Materials and methods

Fabrication of composite fibers

The materials used in this study were Type I collagen (Institute Pasteur, Iran), PLGA (90 000–126 000 Da, Sigma-Aldrich) and 1,1,1,3,3-hexafluoro-2-propanol (HFIP, Sigma-Aldrich). PLGA (75:25) flakes and collagen with a ratio of PLGA:Col = 4:1 were dissolved in HFIP as common solvent (20% w/v) and magnetically stirred at room temperature overnight.
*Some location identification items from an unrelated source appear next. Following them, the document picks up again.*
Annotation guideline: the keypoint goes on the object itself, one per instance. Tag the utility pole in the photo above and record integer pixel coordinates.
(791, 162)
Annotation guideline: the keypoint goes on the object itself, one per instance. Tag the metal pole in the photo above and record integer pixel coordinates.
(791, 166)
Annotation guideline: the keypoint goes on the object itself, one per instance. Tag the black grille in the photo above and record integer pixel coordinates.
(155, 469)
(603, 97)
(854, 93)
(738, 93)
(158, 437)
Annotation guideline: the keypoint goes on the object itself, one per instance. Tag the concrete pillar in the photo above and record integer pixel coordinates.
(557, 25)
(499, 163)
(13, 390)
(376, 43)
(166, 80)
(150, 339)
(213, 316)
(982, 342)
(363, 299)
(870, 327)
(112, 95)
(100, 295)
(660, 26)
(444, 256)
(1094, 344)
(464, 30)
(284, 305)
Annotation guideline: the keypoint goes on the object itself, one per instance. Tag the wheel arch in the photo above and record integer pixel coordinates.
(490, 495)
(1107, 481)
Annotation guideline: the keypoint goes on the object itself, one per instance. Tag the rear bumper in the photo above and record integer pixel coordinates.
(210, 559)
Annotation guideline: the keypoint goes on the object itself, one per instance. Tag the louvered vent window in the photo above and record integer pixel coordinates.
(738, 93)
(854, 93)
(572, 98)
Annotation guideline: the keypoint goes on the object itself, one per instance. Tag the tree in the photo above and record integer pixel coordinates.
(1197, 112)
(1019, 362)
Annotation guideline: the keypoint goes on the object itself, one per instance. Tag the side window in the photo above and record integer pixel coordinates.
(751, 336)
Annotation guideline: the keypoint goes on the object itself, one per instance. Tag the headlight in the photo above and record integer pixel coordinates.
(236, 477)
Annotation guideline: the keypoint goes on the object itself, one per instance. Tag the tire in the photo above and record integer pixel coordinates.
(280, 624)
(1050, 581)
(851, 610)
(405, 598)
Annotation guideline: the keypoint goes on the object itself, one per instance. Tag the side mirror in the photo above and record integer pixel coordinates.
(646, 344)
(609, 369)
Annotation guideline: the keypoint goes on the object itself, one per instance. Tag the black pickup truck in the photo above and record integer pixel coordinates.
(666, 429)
The polymer solution was then loaded into a syringe, the distance between nozzle tip and collector was set to 17 cm, and then 29 kV voltage was applied to draw out ultra-fine fibers from the spinneret of electrospinning machine (ANSTCo RN/I, Iran). A constant feed rate of 1 ml/h solution was adopted by means of a syringe pump. The electrospun nanofibers were subsequently dried for 24 h in desiccator.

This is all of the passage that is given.